Fersen was looking at me. The pistol was still pressed to my son's temple, but his eyes were locked on mine, trying to gauge if I was bluffing.

He didn't see the shadow behind him.

The glass doors of the balcony shattered outward.

Marie Antoinette didn't scream. She didn't hesitate.

She swung a heavy silver candelabra with both hands, like a woodcutter swinging an axe.

CRACK.

It connected with the back of Fersen's head.

The sound was sickeningly loud.

Fersen crumpled forward. The pistol discharged into the stone railing—BANG—sending chips of marble flying.

The Dauphin screamed and dropped to the floor, covering his head.

Fersen fell to his knees, stunned, blood pouring from his scalp. He tried to turn, to raise his gun again.

Marie didn't stop.

She hit him again. And again.

She wasn't the Queen of France in that moment. She was a lioness defending her cub. She was pure, primal violence.

"NOW!" I screamed.

The spell broke.

"CHARGE!" Danton roared.

The mob surged forward. They didn't need ladders. They climbed the trellises. They smashed through the lower doors.
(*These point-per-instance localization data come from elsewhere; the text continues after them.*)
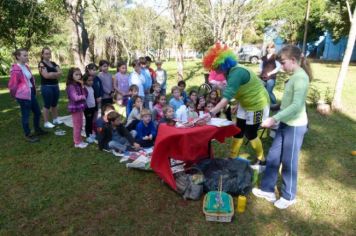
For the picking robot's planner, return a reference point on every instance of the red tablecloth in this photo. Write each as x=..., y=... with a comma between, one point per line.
x=186, y=144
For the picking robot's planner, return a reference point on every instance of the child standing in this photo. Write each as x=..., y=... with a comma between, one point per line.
x=76, y=104
x=161, y=77
x=201, y=105
x=134, y=117
x=146, y=130
x=137, y=78
x=176, y=101
x=115, y=136
x=182, y=85
x=289, y=136
x=119, y=105
x=157, y=115
x=121, y=81
x=90, y=108
x=107, y=82
x=193, y=97
x=133, y=91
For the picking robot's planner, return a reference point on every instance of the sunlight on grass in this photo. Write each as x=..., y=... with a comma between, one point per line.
x=51, y=188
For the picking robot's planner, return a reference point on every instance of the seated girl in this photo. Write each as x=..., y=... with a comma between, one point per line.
x=115, y=136
x=146, y=130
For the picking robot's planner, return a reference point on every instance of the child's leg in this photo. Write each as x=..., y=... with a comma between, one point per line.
x=25, y=107
x=293, y=140
x=77, y=126
x=269, y=178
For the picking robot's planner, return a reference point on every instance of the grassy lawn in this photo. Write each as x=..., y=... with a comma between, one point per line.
x=51, y=188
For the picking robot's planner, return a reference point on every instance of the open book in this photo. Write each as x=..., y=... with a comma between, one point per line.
x=219, y=122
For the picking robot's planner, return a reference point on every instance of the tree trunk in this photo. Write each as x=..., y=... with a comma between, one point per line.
x=80, y=39
x=336, y=103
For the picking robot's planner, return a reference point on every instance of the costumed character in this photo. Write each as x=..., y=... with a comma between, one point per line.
x=243, y=85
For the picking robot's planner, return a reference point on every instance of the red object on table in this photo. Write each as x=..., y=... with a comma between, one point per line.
x=185, y=144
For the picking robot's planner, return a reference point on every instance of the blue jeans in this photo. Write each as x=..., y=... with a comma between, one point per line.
x=26, y=107
x=269, y=85
x=284, y=150
x=50, y=95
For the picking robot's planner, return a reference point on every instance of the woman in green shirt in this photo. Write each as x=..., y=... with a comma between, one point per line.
x=289, y=136
x=244, y=86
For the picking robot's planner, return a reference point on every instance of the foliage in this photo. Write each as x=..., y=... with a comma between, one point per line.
x=24, y=23
x=336, y=19
x=51, y=188
x=291, y=15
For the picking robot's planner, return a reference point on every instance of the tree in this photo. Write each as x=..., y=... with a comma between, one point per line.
x=180, y=10
x=24, y=23
x=80, y=40
x=336, y=103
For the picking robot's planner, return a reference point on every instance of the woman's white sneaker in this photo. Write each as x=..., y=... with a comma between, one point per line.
x=283, y=203
x=49, y=125
x=81, y=145
x=269, y=196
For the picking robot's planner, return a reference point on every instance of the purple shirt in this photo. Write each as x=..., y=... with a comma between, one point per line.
x=122, y=83
x=106, y=80
x=76, y=97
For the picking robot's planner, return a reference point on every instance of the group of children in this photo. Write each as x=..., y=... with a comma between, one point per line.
x=132, y=105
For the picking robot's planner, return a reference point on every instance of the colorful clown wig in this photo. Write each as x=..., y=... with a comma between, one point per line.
x=219, y=57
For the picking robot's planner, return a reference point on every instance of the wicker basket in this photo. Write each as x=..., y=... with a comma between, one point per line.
x=219, y=216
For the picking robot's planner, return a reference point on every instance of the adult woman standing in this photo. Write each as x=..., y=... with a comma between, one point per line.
x=50, y=73
x=269, y=68
x=244, y=86
x=22, y=87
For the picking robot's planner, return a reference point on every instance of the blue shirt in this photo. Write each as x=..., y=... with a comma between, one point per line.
x=176, y=103
x=143, y=130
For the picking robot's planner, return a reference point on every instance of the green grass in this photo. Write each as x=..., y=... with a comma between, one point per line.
x=51, y=188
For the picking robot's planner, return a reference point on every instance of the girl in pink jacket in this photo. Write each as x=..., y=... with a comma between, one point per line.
x=22, y=87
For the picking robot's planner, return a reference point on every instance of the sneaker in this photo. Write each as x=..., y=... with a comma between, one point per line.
x=117, y=153
x=259, y=165
x=40, y=132
x=90, y=140
x=81, y=145
x=269, y=196
x=283, y=203
x=31, y=138
x=49, y=125
x=57, y=121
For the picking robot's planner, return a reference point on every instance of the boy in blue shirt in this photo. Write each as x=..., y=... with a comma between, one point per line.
x=146, y=130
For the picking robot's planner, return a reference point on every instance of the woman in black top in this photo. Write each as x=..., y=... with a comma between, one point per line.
x=50, y=73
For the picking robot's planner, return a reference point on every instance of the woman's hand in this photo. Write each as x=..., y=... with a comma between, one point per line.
x=268, y=123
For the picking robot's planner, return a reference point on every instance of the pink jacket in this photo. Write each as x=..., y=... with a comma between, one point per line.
x=18, y=85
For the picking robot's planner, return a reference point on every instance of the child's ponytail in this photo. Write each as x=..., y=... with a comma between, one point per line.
x=291, y=51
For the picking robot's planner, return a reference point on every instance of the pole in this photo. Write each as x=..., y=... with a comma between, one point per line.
x=306, y=27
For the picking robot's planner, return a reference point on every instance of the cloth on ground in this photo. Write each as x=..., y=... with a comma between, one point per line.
x=236, y=175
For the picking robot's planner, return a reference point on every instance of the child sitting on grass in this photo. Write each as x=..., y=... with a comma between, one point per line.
x=168, y=114
x=157, y=114
x=119, y=105
x=115, y=136
x=146, y=130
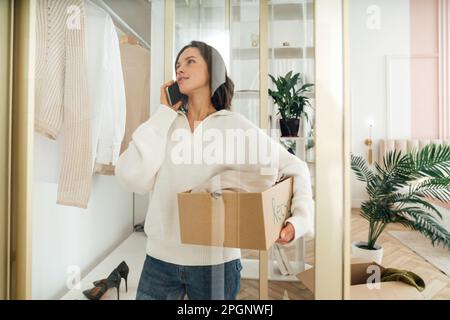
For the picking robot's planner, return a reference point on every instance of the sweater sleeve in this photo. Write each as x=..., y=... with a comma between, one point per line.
x=138, y=165
x=285, y=165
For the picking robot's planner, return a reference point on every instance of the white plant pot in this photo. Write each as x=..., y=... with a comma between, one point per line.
x=369, y=255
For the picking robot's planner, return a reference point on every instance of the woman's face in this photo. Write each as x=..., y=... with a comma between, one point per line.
x=192, y=72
The Swiss Guards, seeing their commander down and the Queen attacking him, threw down their weapons. They weren't going to shoot the woman they had sworn to protect.

I ran.

I sprinted through the main doors, up the grand staircase. My boots slipped on the polished marble.

I could hear the fighting in the salon above.

I burst into the room.

It was chaos. The velvet curtains were torn down. Furniture was overturned.

In the center of the room, Fersen was on his back. He was trying to crawl away. His face was a mask of blood.

Marie stood over him, heaving, the bent candelabra still clutched in her hand. Her black dress was torn. Her hair was wild.

She looked at me as I entered. Her eyes were wide, dilated with adrenaline.

"Papa!"

Louis-Charles scrambled out from under a table.

I dropped to my knees and caught him. He buried his face in my coat, sobbing.

I held him tight. I checked him for blood. He was shaking, but whole.

I looked up at Marie.

She dropped the candelabra. It clattered on the floor.

"You brought a mob," she whispered. "To our home."

"He had a gun to his head," I said, breathless.

"Because you cornered him!" she cried. "You drove him to this!"

Danton stomped into the room, followed by four of his biggest men. They were breathing hard, their pikes dripping.

Danton saw Fersen on the floor.

He didn't ask for orders. He didn't hesitate.

He walked over to the Count.

Fersen looked up. He tried to speak. "I... I only..."

Danton pulled a pistol from his belt.

"For the Republic," Danton growled.

BOOM.

He shot Fersen in the face. Point blank.

The sound was deafening in the enclosed room.

Marie screamed. She covered her mouth, backing away until she hit the wall.

I didn't flinch. I covered my son's ears, pressing his face into my chest so he wouldn't see the ruin of the man who had tried to save him.

Danton holstered his pistol. He looked at the body with satisfaction.

"Problem solved," he said.

He looked at Marie.

"Grab her," Danton ordered his men.

"No!" I shouted.

I stood up, keeping Louis-Charles behind me.

"Do not touch her."

"She is a traitor," Danton said, pointing a bloody finger. "She conspired with him. She ran away."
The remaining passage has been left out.